Padre Miljenko Steko

Padre Miljenko Steko

25 de agosto de 2021 0 Por admin

El alto tributo de sangre que pagaron también los franciscanos de Herzegovina

POR VIRGILIO BARONI

   medjugorjetuttiigiorni


Entrevista al Padre Miljenko Steko , Provincial de la Provincia Franciscana de Herzegovina para la revista “Aiutiamoli” de la Asociación Mir i Dobro, publicada con motivo del 40 aniversario de las apariciones de la Reina de la Paz en Medjugorje.


Primera pregunta:

Don Miljenko, a nuestros peregrinos para enmarcar la realidad de Medjugorje, les decimos que si el cristianismo ha llegado a nuestros días es mérito indiscutible de los franciscanos. Sus hermanos se enfrentaron con valentía a los musulmanes y, más tarde, a un despiadado régimen comunista. ¿Cuál es el papel de los franciscanos de Bosnia y Herzegovina en un mundo tan secularizado?

El padre Miljenko responde:

Según las fuentes, los franciscanos han estado presentes aquí desde 1290/91, por lo tanto, durante más de siete siglos. Hemos compartido todo lo bueno y lo malo con nuestra gente. Durante más de tres siglos no ha habido aquí iglesias, ni capillas, ni campanas, ni liturgias normales. Todo estaba literalmente «como en las catacumbas», separado del resto de la sociedad. Los franciscanos escribieron gramáticas, catecismos y libros de oraciones y fueron portadores de cultura y civilización.

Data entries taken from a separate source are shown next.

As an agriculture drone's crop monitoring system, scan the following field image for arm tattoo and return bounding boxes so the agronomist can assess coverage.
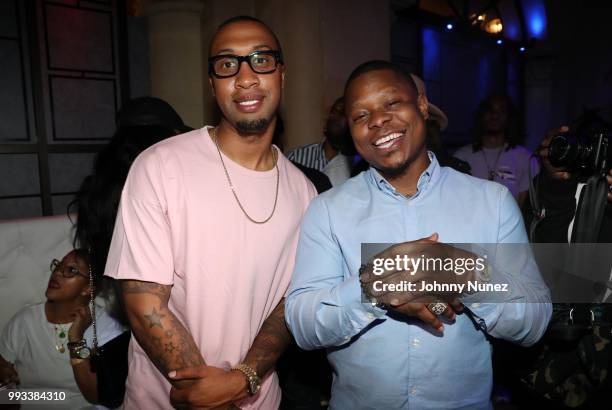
[244,299,291,378]
[121,280,205,375]
[144,308,166,329]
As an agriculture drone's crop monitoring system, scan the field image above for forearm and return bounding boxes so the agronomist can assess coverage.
[244,299,291,378]
[70,359,98,404]
[286,276,385,350]
[121,281,205,377]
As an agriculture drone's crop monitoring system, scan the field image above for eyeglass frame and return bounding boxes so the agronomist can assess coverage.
[208,50,285,78]
[49,258,89,279]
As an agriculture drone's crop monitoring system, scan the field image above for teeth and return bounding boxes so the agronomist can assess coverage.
[374,132,402,148]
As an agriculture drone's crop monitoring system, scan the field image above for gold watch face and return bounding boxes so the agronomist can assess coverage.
[249,380,261,395]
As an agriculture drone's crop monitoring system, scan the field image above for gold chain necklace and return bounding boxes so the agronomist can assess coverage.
[53,325,66,353]
[209,128,280,225]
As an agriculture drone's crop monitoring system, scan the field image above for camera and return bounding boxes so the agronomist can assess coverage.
[548,132,612,173]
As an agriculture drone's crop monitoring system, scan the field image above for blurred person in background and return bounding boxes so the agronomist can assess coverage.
[0,249,129,409]
[287,97,355,186]
[455,95,538,207]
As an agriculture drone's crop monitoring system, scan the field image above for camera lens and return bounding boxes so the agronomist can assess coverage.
[548,135,578,167]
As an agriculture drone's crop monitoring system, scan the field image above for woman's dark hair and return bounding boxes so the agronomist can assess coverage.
[472,94,525,152]
[68,126,175,272]
[68,125,176,321]
[74,248,108,295]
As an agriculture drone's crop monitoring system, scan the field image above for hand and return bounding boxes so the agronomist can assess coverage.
[359,234,478,306]
[168,365,248,409]
[536,125,570,180]
[0,357,19,384]
[68,306,91,342]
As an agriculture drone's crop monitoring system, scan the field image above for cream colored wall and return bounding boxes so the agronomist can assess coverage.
[144,0,205,128]
[150,0,390,150]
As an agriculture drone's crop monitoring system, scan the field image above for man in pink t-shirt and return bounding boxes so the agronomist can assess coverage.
[105,17,315,409]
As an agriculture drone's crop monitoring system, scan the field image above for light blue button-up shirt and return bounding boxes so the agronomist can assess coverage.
[285,153,551,410]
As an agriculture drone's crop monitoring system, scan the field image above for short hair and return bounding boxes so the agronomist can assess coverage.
[344,60,419,95]
[208,15,283,60]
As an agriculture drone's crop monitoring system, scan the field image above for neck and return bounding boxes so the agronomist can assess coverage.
[216,118,276,171]
[323,138,338,161]
[45,300,86,324]
[381,150,431,196]
[482,132,506,148]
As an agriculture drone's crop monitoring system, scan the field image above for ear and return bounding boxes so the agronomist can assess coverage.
[281,64,285,89]
[417,94,429,120]
[81,285,91,296]
[208,76,217,97]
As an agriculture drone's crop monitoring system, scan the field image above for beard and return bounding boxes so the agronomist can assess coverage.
[236,118,270,134]
[374,159,413,178]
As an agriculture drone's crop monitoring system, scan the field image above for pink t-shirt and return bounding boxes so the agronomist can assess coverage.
[105,128,315,409]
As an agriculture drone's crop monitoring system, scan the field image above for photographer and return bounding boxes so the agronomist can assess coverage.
[525,121,612,243]
[516,116,612,409]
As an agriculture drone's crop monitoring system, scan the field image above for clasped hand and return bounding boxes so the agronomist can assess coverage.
[168,365,248,409]
[359,234,478,331]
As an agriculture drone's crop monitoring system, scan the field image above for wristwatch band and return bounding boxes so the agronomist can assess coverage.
[68,339,91,359]
[232,363,261,396]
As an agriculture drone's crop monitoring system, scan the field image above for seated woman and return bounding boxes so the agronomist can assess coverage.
[0,249,129,409]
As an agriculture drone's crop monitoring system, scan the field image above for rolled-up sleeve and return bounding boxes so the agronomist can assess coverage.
[462,189,552,346]
[285,197,386,350]
[104,149,174,285]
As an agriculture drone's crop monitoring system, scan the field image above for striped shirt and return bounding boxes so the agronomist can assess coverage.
[287,142,329,172]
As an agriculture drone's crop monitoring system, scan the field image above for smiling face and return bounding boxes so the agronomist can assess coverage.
[345,69,428,177]
[209,21,285,134]
[45,251,89,302]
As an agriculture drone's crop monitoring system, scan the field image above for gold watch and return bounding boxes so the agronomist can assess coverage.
[232,363,261,396]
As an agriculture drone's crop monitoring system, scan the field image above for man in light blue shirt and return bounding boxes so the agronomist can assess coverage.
[285,61,551,409]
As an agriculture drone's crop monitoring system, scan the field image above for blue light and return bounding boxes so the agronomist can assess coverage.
[522,0,546,38]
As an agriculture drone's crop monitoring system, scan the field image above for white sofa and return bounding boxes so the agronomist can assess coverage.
[0,216,74,329]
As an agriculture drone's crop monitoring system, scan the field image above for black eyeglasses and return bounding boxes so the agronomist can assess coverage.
[208,50,283,78]
[49,259,89,279]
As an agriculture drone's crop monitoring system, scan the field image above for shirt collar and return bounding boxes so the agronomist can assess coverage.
[367,151,440,200]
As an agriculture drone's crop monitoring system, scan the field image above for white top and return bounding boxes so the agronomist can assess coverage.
[455,144,540,199]
[0,302,124,410]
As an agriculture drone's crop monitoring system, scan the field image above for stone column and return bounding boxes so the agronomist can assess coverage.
[145,0,206,128]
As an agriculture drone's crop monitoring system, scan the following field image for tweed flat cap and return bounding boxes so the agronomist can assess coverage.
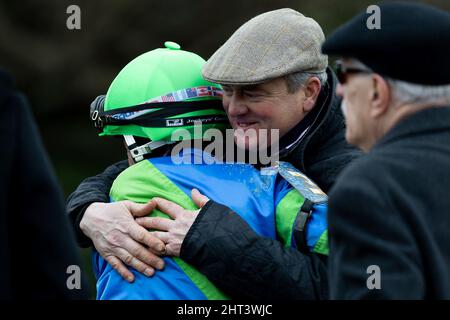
[323,2,450,85]
[202,9,328,85]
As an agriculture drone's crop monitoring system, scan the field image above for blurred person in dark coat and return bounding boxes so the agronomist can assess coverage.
[0,71,88,299]
[323,3,450,299]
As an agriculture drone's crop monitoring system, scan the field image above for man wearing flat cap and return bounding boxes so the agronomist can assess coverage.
[323,3,450,299]
[68,9,360,299]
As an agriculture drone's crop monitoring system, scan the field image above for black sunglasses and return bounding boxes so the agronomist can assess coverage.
[336,60,373,84]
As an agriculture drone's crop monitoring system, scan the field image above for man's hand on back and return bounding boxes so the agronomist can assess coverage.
[80,201,165,282]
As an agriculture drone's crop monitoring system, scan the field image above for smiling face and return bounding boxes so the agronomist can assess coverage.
[223,78,307,150]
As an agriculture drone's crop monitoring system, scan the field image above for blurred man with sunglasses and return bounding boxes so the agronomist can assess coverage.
[323,3,450,299]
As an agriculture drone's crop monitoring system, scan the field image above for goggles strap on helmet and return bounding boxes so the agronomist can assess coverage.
[123,135,173,162]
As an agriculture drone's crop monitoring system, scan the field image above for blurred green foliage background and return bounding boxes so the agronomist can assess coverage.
[0,0,450,296]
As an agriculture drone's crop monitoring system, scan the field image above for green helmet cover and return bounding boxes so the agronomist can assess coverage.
[100,42,228,141]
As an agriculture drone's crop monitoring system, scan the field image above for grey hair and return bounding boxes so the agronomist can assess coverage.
[285,71,328,93]
[385,77,450,104]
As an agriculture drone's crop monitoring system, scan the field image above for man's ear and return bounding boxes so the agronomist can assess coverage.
[303,77,322,113]
[368,74,391,118]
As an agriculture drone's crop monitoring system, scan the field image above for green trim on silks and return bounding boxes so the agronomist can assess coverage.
[275,189,305,247]
[110,161,229,300]
[313,230,330,256]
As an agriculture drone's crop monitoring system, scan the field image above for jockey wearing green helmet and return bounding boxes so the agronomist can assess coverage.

Después de muchos siglos, a partir de 1941 la revolución de Jospi Broz “Tito” sofocó la vida religiosa en la naciente Yugoslavia socialista. Se confiscaron muchos edificios religiosos. No se puede dejar de recordar que, precisamente durante la Segunda Guerra Mundial y después de la guerra, los partisanos de Tito mataron a nuestro Provincial ya otros sesenta y cinco cohermanos sin juicio. Durante el régimen comunista los franciscanos, junto con toda la Iglesia local y los fieles, sufrieron una brutal represión. Después de la guerra, mis hermanos sobrevivientes fueron condenados a más de trescientos años de prisión luego de juicios simulados y permanecieron en prisión por un total de aproximadamente doscientos años. Los comunistas también destruyeron nuestro aparato de formación escolar. Hasta el día de hoy, nuestros seminaristas y estudiantes de teología asisten a escuelas y facultades fuera de la provincia.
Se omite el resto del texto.